ABSTRACT

This chapter critically assesses institutionalist interpretations of industrialisation in East Asia by examining the key scholars in the fields of politics, sociology and economics, including Theda Skocpol, Peter Evans, Dietrich Rueschemeyer, Linda Weiss and Adrian Leftwich as well as Ha-Joon Chang and Byeong-Cheon Lee. These institutionalists, diverse disciplinary backgrounds notwithstanding, share a common recognition that state and market are linked institutionally, and the functioning of the market is in itself already a ‘political’ and ‘historical’ process.
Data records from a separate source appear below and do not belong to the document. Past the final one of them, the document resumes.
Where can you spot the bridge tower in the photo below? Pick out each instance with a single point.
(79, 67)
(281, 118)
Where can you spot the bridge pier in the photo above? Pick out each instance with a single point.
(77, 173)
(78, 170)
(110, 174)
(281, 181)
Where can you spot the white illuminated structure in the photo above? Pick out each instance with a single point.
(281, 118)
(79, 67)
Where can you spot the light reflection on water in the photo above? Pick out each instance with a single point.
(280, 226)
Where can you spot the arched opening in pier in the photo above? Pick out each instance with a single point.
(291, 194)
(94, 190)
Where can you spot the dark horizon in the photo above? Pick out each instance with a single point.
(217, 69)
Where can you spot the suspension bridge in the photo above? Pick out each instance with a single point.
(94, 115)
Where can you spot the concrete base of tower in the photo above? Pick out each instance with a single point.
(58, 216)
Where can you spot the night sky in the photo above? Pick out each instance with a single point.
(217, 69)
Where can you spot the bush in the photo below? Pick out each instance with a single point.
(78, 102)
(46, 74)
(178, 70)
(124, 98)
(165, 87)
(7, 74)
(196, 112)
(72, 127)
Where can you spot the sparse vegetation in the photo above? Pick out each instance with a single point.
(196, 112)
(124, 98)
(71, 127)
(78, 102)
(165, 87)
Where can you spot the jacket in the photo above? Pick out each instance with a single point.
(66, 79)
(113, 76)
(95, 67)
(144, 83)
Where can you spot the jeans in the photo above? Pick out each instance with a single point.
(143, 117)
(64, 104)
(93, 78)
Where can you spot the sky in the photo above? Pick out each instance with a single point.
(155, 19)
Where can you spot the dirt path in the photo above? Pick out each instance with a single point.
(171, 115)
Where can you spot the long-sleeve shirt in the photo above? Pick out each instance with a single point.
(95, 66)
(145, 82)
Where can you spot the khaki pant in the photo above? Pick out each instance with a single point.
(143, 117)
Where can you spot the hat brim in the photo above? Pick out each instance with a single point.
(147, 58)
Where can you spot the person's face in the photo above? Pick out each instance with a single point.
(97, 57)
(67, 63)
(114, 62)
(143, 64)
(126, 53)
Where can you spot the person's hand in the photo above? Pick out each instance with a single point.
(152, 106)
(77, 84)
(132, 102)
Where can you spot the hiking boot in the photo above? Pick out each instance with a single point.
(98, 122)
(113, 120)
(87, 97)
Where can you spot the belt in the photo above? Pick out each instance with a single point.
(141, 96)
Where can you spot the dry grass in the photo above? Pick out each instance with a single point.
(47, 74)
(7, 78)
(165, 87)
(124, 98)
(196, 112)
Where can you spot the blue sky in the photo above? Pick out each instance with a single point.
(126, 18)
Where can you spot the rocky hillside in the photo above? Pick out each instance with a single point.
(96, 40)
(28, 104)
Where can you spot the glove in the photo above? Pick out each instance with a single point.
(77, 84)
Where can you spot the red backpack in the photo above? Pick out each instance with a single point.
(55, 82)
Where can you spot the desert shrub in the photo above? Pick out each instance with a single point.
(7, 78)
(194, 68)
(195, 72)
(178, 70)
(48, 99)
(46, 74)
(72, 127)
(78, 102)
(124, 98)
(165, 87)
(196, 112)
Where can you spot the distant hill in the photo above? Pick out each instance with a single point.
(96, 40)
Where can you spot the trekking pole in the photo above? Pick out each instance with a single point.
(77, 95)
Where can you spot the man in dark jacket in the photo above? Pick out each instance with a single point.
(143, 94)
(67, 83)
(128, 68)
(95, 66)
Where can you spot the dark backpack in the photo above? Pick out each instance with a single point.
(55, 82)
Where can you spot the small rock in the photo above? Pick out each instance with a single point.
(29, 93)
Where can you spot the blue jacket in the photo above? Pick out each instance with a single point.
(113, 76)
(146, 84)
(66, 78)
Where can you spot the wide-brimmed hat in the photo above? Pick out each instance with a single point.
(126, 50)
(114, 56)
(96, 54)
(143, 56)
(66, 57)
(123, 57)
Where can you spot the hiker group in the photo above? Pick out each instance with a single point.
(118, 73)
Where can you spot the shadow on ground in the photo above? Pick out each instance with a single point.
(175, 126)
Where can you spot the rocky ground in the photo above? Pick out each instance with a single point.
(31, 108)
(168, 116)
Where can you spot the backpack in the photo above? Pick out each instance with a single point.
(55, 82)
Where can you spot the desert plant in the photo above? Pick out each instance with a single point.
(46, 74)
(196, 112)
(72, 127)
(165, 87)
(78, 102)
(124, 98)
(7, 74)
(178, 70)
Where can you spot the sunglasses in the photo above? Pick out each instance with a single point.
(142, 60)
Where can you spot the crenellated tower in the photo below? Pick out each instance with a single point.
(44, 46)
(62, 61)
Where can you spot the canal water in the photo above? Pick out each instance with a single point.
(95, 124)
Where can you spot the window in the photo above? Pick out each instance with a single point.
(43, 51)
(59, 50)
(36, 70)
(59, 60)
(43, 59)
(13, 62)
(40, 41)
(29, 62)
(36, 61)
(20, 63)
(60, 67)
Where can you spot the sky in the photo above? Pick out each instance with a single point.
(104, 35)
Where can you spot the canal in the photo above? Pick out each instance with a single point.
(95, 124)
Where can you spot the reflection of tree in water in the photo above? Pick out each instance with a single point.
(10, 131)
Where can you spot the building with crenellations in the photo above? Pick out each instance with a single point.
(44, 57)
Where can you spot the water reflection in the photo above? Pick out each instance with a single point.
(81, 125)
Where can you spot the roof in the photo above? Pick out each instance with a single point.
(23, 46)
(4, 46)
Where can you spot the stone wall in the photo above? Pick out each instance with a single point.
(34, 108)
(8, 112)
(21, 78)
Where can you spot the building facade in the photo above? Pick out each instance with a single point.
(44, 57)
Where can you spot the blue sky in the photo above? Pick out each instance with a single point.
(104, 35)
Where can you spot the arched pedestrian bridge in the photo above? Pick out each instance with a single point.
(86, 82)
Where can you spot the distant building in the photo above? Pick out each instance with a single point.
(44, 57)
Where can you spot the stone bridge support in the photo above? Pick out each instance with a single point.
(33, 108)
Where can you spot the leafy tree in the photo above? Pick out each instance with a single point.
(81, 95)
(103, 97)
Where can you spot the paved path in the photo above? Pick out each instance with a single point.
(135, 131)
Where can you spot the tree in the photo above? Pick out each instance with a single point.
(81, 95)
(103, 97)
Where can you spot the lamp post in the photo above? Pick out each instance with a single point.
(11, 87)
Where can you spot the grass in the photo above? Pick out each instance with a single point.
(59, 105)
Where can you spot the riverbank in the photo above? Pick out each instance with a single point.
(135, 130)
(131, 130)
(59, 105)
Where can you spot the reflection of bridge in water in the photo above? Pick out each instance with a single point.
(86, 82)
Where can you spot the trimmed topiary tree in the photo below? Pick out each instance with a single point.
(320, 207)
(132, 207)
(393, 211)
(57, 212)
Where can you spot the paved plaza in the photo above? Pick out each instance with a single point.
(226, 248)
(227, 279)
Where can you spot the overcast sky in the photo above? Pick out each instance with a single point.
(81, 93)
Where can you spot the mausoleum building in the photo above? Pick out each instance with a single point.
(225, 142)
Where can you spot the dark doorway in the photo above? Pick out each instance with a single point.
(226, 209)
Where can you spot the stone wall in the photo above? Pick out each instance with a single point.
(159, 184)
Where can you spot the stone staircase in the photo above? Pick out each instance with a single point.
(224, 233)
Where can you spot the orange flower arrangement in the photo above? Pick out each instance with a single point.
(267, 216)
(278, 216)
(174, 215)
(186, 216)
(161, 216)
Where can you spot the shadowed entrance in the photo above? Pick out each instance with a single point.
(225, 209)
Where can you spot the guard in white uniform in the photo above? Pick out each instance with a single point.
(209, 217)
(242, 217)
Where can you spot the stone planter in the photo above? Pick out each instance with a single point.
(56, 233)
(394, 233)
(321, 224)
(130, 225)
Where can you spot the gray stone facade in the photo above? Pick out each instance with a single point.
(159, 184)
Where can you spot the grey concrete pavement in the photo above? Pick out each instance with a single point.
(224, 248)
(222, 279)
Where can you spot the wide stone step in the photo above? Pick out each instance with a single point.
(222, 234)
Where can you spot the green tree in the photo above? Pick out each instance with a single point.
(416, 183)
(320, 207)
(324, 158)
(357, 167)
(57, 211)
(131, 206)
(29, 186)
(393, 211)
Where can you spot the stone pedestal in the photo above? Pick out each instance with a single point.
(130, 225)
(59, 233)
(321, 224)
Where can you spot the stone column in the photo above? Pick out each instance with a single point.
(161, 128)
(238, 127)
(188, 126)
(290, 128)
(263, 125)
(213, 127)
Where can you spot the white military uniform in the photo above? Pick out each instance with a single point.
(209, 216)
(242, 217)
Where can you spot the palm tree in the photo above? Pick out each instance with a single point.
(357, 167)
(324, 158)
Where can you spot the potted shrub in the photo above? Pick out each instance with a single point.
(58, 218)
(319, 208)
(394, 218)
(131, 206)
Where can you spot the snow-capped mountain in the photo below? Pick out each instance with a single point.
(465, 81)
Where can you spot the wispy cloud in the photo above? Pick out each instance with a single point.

This chapter contends that these broadly institutionalist approaches reinforce statism in two ways: first, they conceive of the state-market linkages in terms of the personal relationships between government officials (bureaucrats) and businesses. More crucially, the institutionalist conceptualisation of the developmental state as being linked to and embedded in society makes capitalist social relations appear less contradictory and more harmonious. The chapter then shows how the institutionalist elite-centred analysis manifests itself in its framing of the Asian financial crisis of 1997/98 primarily as a consequence of elite-level interactions in which state elites lost their policy autonomy relative to capitalists, or as a matter of dismantlement or resurrection of institutions that can serve and bring about ‘successful’ national development.